Mais en raison du préjudice que peut causer la saisie réelle au défendeur, le juge a la faculté de la subordonner à la constitution de garanties de la part du requérant, destinées à assurer l'indemnisation du défendeur pour le cas où l'action au fond serait jugée infondée. Il n'est cependant admis aucune confusion entre ce cautionnement et la caution judicatum solvi qu'est tenu de fournir le demandeur étranger en vertu de l'article 73 du Code de procédure civile et commerciale. Cette précision a été faite par le juge camerounais dans une espèce opposant une société étrangère à une autre, nationale, celle-ci accusée de contrefaçon145(*).

Aux termes de l'article 49, à défaut par le demandeur de s'être pourvu, soit par la voie civile, soit par la voie correctionnelle, dans le délai de dix jours ouvrables, la description ou la saisie est nulle de plein droit sans préjudice des dommages intérêts qui peuvent être réclamés, s'il y a lieu146(*).

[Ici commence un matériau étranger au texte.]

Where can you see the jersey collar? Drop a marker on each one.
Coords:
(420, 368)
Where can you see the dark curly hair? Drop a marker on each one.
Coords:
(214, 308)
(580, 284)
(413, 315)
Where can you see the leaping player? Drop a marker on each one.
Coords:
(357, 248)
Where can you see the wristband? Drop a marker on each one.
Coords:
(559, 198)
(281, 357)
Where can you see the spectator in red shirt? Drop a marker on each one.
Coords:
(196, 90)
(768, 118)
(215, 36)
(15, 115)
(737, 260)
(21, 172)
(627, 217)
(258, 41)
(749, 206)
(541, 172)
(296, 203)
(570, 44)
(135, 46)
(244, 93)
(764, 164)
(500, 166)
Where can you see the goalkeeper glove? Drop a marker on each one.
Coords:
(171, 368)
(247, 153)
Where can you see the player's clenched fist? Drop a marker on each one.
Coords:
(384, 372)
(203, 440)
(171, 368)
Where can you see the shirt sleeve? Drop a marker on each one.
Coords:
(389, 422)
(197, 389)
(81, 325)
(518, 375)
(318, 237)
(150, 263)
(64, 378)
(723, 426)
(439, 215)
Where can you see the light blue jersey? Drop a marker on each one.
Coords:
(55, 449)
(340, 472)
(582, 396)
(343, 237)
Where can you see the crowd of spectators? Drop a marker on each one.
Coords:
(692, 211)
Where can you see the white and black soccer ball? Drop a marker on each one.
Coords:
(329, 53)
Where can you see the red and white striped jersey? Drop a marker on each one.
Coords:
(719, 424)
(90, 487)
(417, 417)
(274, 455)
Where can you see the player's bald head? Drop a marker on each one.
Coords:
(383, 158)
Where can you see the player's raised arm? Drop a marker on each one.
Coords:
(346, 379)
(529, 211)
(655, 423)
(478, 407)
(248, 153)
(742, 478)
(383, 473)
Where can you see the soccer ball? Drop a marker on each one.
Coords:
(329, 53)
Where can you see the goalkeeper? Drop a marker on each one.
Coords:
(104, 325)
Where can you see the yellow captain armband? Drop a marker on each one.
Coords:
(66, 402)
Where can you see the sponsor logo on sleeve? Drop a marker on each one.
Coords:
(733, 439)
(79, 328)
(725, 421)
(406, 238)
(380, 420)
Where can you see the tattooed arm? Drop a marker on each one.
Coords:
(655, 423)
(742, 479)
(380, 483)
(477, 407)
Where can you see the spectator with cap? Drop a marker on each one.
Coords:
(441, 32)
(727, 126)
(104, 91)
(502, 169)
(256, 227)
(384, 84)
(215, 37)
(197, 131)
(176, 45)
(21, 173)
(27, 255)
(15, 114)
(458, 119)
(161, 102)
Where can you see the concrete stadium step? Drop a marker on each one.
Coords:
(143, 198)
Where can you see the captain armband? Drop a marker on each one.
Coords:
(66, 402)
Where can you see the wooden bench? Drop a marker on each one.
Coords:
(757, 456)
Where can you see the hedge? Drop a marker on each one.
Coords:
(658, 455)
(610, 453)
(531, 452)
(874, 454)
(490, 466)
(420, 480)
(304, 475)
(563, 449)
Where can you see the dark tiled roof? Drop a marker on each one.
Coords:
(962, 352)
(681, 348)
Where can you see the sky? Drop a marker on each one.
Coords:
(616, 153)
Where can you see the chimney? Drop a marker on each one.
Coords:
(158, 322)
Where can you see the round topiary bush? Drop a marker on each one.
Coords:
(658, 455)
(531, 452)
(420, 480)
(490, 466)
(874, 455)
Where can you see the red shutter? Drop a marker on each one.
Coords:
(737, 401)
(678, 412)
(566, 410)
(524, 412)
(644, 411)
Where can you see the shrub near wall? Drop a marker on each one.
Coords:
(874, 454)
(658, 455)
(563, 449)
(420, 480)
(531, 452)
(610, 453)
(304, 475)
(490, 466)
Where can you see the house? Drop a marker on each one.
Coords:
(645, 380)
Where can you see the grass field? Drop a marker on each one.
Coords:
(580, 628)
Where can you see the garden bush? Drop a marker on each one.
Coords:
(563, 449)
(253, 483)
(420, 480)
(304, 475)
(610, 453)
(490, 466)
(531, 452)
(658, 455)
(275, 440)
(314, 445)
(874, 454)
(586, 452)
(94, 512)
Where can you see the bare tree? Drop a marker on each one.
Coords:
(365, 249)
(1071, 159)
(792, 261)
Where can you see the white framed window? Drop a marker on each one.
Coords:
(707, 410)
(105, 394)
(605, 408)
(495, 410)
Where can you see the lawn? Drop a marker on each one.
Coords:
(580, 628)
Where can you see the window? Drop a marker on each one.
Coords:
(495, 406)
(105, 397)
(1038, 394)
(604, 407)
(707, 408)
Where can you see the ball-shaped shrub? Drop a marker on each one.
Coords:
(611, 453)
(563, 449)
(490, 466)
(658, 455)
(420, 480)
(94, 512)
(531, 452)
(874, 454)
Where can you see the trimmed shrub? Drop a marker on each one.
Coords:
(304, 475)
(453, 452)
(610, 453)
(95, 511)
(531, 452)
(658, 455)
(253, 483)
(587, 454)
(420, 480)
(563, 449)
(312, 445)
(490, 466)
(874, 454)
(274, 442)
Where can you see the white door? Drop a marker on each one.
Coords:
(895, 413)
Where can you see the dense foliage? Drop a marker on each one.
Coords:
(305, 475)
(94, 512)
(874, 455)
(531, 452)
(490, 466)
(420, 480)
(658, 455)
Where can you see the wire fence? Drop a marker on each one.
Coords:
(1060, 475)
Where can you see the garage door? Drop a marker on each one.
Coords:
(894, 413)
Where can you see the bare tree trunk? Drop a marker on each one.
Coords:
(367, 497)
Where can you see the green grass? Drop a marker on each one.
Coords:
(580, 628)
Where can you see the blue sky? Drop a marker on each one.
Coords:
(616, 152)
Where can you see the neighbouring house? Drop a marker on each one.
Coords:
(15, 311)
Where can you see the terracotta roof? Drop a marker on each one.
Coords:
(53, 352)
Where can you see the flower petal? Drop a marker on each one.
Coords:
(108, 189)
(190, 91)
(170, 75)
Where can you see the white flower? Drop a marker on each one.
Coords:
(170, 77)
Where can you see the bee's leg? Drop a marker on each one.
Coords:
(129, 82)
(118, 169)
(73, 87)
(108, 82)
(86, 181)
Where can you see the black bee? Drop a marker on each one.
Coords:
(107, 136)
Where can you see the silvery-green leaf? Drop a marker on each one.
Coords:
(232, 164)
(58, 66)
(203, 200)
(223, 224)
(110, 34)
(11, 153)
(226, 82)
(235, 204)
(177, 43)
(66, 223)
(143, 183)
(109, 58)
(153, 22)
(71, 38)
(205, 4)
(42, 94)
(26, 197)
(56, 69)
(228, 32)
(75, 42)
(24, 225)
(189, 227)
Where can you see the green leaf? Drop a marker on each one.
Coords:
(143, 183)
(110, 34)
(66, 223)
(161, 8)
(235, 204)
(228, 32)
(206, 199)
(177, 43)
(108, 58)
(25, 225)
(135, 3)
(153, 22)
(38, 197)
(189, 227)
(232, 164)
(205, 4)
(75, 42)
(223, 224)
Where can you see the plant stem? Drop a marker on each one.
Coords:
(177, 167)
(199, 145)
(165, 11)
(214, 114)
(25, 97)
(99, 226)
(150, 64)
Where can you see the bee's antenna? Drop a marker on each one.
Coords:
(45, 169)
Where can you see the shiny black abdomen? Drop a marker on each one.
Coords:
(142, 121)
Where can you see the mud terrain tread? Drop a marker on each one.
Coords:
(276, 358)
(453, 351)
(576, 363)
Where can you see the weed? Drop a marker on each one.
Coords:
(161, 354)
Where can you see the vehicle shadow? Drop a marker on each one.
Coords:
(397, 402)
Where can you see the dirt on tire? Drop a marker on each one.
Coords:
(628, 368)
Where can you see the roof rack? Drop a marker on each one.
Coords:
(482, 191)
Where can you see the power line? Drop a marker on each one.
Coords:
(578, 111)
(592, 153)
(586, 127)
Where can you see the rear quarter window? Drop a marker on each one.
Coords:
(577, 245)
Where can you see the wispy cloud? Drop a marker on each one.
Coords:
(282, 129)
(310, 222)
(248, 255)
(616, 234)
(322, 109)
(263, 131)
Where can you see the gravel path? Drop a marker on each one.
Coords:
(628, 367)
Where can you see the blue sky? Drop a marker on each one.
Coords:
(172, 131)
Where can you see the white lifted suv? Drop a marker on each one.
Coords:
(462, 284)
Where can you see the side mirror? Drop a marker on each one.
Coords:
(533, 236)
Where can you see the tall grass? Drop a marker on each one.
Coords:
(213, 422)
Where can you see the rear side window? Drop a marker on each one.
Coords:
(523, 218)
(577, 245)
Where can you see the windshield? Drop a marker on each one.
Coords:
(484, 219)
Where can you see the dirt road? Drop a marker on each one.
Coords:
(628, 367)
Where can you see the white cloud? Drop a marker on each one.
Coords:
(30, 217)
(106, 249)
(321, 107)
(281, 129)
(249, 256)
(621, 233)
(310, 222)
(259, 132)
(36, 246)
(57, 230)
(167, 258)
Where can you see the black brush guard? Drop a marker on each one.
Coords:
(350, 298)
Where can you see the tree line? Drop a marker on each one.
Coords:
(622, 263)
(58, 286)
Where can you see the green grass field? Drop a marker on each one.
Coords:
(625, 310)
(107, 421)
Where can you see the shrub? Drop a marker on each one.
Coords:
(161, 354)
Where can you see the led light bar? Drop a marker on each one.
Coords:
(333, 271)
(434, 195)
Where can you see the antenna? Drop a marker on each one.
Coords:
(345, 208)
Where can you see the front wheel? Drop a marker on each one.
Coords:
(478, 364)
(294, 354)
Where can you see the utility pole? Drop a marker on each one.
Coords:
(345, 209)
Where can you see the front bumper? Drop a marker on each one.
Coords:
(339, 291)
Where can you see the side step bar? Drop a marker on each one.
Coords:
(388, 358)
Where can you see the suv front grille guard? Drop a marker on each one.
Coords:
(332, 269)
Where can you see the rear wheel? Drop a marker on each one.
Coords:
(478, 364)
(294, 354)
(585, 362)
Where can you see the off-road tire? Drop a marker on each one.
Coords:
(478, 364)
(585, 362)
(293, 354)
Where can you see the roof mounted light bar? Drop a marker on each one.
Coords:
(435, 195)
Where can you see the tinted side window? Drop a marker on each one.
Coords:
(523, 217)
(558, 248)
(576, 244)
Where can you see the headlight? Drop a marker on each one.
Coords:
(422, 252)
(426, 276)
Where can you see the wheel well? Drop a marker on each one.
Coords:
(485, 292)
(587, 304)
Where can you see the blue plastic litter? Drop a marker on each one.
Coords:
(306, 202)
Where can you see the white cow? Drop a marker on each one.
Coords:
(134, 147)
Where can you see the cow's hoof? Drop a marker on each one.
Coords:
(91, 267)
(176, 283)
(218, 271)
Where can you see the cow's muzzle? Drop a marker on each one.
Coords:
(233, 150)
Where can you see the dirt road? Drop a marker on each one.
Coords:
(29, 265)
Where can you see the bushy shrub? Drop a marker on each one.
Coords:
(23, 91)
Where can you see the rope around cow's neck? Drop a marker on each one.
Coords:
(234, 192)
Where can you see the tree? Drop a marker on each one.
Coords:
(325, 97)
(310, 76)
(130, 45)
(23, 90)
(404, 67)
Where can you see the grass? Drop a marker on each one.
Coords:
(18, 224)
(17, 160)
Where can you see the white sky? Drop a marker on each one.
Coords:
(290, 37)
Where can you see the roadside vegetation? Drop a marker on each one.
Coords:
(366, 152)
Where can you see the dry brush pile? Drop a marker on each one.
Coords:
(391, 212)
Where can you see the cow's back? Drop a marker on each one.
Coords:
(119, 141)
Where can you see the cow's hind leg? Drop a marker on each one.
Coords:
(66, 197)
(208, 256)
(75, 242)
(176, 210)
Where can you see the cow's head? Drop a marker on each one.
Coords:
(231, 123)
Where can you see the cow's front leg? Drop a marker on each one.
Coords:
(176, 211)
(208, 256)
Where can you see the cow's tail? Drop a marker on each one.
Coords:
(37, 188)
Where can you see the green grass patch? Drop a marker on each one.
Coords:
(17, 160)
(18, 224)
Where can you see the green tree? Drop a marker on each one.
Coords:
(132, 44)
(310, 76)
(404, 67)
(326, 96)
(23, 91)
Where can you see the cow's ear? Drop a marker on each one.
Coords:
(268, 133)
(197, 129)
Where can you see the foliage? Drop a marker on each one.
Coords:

D'où la prudence et la loyauté dont doit faire preuve le requérant car la défense n'est pas dépourvue de moyens.

b- Les obstacles à l'action en contrefaçon

Le défendeur dispose pour sa défense, de moyens divers relevant du droit commun de la procédure civile ou pénale et ceux propres au droit des marques. Entre autres, il peut démontrer que les actes critiqués ne constituent pas des contrefaçons, soit parce qu'il n'existe en réalité aucun risque de confusion, soit parce qu'il utilise le signe en déhors de la spécialité. Le défendeur peut également invoquer la nullité de la marque ou même l'antériorité de son exploitation.

S'il est vrai que l'action en contrefaçon obéit au civil comme au pénal à la prescription triennale, le contrefacteur ne peut, par contre, s'abriter derrière l'absence de réaction du défendeur. L'ancienneté et la continuité du délit n'enlèvent en rien son caractère répréhensible et par conséquent, l'application des sanctions prévues.

B-LE CARACTERE EXPEDITIF DE LA REPRESSION DE LA CONTREFAÇON DE MARQUE

Ce caractère tient à la fois à la variété des sanctions prévues (1) et à l'originalité des pouvoirs du législateur OAPI en matière répressive (2).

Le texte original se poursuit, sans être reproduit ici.